Si je me souviens avoir lu et apprécié la lecture du roman de Maxime Chattam, je dois tout de même vous avouer ne plus en avoir un souvenir précis, si ce n’est qu’il m’avait fait flipper… Et c’est tout à fait normal puisqu’en recherchant ma chronique, celle-ci remonte à décembre 2018 ! Je vous dirai toutefois que ce n’est pas plus mal puisque les différences m’ont tout de même frappée dès le début de la diffusion, à commencer par le lieu de l’intrigue puisque la série nous installe sur une petite île de Bretagne quand le roman se déroule au fin fond des Etats-Unis. Qu’à cela ne tienne, et au risque de me répéter, une adaptation n’est pas une transposition, aussi ai-je préféré ranger mes souvenirs dans un coin de ma petite tête pour me consacrer à cette série comme une œuvre originale, que je trouve par ailleurs très réussie.
Il me semble que, d’emblée, les créateurs de ont opté pour l’angle du thriller horrifique.

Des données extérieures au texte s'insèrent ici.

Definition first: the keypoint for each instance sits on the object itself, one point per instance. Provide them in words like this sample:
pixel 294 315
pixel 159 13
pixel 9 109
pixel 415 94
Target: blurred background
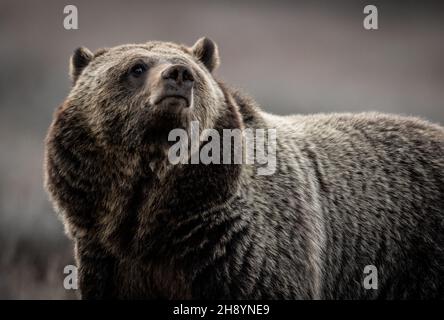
pixel 293 57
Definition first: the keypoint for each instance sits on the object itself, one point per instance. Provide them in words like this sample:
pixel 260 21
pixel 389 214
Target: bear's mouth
pixel 173 101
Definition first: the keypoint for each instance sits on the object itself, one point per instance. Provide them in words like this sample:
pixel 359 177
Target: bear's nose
pixel 178 73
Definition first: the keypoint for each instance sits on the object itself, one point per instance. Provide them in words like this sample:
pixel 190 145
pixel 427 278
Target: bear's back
pixel 379 180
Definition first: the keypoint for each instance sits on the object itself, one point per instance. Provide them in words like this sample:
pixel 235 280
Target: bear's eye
pixel 138 69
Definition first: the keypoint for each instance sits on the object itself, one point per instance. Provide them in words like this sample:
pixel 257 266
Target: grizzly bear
pixel 349 190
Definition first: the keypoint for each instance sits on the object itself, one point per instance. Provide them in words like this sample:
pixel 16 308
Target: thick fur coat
pixel 349 190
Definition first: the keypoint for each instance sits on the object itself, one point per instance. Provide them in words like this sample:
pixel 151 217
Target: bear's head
pixel 133 95
pixel 104 156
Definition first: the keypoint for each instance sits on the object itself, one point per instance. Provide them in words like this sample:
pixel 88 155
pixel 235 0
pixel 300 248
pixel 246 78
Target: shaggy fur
pixel 350 190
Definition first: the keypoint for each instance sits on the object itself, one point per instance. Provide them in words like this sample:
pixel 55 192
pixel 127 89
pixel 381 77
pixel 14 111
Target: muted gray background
pixel 292 57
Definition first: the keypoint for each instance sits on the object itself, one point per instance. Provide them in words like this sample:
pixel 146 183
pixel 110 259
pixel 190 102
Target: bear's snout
pixel 175 87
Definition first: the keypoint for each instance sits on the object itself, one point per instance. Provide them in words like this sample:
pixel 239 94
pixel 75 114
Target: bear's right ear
pixel 79 60
pixel 206 51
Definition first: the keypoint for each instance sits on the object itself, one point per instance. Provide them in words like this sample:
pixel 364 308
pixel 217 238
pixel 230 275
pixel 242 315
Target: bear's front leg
pixel 96 270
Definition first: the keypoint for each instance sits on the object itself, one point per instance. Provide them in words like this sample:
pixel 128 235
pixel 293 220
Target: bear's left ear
pixel 206 51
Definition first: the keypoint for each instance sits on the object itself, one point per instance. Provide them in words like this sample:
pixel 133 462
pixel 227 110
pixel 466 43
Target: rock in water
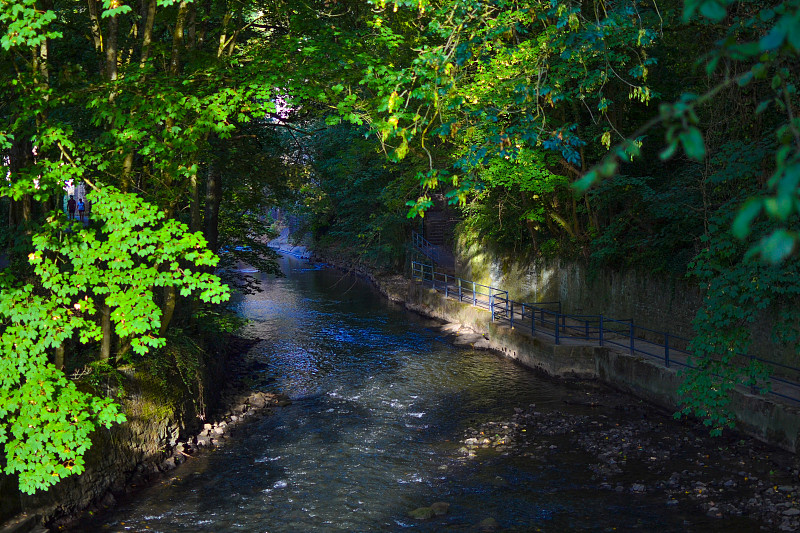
pixel 440 508
pixel 423 513
pixel 490 524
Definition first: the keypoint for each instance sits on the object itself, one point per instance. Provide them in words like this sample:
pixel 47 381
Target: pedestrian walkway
pixel 547 320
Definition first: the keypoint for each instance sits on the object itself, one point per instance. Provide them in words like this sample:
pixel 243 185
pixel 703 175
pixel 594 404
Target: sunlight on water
pixel 380 403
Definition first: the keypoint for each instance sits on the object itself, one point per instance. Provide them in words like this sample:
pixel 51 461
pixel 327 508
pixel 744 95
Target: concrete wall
pixel 655 301
pixel 759 417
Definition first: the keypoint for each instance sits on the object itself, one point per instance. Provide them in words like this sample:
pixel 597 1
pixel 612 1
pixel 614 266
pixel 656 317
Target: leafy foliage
pixel 46 419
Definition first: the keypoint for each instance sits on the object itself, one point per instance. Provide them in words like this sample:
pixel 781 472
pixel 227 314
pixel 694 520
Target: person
pixel 71 207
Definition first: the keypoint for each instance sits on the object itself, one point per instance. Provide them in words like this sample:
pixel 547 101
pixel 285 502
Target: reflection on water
pixel 380 403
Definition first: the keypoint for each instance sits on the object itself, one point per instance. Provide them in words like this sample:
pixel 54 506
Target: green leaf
pixel 711 9
pixel 693 144
pixel 744 218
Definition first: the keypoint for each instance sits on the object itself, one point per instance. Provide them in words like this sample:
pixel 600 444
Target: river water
pixel 380 403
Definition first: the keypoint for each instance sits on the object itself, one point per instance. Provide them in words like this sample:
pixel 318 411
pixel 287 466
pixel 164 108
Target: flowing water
pixel 380 402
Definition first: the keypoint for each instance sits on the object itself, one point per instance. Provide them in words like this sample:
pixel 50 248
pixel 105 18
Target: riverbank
pixel 157 438
pixel 649 452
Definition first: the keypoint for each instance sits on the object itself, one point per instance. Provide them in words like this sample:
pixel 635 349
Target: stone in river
pixel 490 524
pixel 440 508
pixel 422 513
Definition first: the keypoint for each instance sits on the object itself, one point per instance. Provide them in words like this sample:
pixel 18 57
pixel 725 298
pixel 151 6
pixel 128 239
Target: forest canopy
pixel 626 134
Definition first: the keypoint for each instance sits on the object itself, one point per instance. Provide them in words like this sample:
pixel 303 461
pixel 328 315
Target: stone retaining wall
pixel 767 420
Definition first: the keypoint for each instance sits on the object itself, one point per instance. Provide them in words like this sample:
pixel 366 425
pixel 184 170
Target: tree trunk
pixel 194 224
pixel 147 33
pixel 127 171
pixel 94 17
pixel 105 328
pixel 213 198
pixel 58 357
pixel 167 309
pixel 191 27
pixel 111 48
pixel 177 38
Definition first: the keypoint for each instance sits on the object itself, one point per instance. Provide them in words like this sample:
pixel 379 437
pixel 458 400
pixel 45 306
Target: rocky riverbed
pixel 649 452
pixel 239 403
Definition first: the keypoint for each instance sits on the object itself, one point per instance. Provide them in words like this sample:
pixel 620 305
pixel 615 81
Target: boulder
pixel 422 513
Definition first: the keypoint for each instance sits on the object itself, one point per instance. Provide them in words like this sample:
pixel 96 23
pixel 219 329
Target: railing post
pixel 601 330
pixel 633 348
pixel 558 316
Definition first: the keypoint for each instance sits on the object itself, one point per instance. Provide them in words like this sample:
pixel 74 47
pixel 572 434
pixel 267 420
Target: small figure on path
pixel 71 207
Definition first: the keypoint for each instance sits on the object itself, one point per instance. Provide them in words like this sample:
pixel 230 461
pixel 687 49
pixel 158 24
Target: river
pixel 380 404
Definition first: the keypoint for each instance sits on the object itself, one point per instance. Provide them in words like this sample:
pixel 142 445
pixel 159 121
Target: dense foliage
pixel 675 122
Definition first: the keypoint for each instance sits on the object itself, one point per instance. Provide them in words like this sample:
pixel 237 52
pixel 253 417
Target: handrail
pixel 563 327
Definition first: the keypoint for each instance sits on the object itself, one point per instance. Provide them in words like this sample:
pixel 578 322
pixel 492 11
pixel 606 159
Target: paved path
pixel 577 330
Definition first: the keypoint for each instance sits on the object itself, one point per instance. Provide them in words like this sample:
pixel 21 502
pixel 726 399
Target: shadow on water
pixel 380 404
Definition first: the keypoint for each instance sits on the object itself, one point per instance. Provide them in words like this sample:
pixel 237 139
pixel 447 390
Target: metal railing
pixel 427 249
pixel 548 319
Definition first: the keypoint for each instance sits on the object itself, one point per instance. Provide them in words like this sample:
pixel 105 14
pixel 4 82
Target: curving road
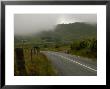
pixel 70 65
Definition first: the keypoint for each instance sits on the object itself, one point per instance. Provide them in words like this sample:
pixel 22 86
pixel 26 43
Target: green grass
pixel 38 66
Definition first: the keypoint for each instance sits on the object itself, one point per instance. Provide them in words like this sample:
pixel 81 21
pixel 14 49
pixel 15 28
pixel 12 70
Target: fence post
pixel 20 62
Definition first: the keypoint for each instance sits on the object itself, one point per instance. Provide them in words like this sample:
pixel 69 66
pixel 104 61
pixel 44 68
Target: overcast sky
pixel 25 24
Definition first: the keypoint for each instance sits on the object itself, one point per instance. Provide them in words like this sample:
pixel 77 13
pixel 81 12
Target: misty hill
pixel 65 33
pixel 69 32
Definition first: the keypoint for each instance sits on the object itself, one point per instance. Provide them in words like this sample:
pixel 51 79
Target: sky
pixel 26 24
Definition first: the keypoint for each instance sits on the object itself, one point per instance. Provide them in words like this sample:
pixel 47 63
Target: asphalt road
pixel 70 65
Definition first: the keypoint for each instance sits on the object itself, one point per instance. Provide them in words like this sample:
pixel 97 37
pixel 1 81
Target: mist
pixel 28 24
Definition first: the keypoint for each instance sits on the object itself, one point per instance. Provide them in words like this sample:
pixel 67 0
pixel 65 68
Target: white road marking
pixel 73 61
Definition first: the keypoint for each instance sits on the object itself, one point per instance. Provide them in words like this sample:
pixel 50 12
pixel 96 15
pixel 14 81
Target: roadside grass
pixel 39 65
pixel 85 53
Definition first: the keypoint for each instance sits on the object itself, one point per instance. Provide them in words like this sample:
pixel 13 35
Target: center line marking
pixel 73 61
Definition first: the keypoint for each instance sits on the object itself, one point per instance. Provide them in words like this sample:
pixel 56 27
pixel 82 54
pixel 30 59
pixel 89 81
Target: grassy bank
pixel 38 66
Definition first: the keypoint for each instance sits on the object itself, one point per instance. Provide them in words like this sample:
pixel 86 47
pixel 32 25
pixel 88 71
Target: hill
pixel 63 33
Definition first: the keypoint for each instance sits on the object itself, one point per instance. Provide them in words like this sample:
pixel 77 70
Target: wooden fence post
pixel 20 62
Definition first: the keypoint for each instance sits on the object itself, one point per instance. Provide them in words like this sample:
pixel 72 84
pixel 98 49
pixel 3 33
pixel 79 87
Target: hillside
pixel 63 33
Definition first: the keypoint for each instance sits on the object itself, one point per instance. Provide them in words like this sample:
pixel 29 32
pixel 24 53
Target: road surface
pixel 70 65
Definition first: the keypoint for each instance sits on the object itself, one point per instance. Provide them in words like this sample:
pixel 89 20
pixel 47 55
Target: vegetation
pixel 39 65
pixel 86 48
pixel 74 38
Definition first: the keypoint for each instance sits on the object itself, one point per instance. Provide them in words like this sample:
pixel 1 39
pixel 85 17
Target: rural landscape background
pixel 55 44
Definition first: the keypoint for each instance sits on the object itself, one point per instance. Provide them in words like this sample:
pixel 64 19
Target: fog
pixel 27 24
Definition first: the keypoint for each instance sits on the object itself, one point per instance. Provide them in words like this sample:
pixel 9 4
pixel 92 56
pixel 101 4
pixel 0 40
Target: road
pixel 70 65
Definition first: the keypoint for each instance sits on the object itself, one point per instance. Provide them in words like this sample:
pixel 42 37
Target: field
pixel 39 65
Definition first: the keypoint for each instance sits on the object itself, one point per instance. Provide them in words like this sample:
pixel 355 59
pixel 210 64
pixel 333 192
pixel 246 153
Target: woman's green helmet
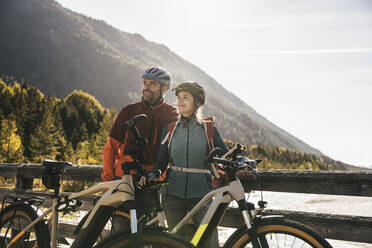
pixel 194 89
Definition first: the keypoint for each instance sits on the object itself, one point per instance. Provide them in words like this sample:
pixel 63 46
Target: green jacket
pixel 188 149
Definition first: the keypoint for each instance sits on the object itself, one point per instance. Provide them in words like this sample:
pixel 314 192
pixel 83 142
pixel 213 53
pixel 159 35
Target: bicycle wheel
pixel 14 218
pixel 279 233
pixel 148 238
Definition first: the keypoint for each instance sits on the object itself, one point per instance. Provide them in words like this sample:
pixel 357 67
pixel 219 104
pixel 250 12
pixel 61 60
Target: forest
pixel 35 127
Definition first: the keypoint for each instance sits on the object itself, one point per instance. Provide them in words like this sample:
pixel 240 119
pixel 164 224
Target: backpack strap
pixel 171 128
pixel 208 123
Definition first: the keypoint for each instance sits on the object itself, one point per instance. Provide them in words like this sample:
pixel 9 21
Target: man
pixel 156 81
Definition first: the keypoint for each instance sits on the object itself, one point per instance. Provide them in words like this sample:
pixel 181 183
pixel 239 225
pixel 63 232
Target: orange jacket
pixel 119 140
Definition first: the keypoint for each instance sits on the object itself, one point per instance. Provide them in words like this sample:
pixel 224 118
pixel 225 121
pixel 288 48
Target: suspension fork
pixel 135 235
pixel 246 209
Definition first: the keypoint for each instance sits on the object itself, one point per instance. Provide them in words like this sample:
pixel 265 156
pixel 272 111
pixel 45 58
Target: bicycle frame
pixel 115 193
pixel 222 198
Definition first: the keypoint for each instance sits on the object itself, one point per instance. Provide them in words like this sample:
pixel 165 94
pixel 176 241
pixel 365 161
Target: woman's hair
pixel 197 93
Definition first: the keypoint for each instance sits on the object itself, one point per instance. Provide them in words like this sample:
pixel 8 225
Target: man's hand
pixel 143 181
pixel 149 178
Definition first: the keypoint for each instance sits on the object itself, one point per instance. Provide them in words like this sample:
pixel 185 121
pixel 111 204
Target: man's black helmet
pixel 194 89
pixel 158 74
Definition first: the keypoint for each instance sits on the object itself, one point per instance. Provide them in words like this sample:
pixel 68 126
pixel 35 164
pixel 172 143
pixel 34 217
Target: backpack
pixel 209 124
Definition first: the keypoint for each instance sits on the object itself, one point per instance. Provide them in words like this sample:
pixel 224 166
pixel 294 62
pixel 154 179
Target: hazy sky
pixel 304 65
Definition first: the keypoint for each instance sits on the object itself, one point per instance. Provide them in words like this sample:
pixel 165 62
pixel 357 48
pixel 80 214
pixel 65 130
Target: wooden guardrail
pixel 340 227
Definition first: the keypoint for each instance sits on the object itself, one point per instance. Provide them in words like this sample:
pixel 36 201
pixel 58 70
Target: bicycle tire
pixel 16 217
pixel 148 238
pixel 280 233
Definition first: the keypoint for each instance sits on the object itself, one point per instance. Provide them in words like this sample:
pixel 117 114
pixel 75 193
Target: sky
pixel 304 65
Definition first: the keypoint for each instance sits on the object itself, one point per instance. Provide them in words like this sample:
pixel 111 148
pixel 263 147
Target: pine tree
pixel 46 141
pixel 11 146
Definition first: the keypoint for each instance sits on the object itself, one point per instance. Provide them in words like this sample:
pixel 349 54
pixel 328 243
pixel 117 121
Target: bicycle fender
pixel 81 223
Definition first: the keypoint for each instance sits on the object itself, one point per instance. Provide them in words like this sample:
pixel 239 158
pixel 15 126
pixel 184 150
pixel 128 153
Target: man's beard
pixel 150 98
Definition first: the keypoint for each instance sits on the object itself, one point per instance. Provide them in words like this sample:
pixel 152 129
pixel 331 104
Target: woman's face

C’est un parti pris complètement assumé et remarquablement retranscrit, respectant l’esprit du livre tout en malmenant avec audace le cœur des téléspectateurs. C’est à la fois inquiétant et addictif, accentuant ainsi le rythme déjà soutenu du visionnage. De la même manière, cette ambiance angoissante au frontières du fantastique nous permet d’accepter que non, nous n’aurons pas toutes les réponses à nos questions, ce qui n’est pourtant pas dans mes habitudes en ce qui me concerne !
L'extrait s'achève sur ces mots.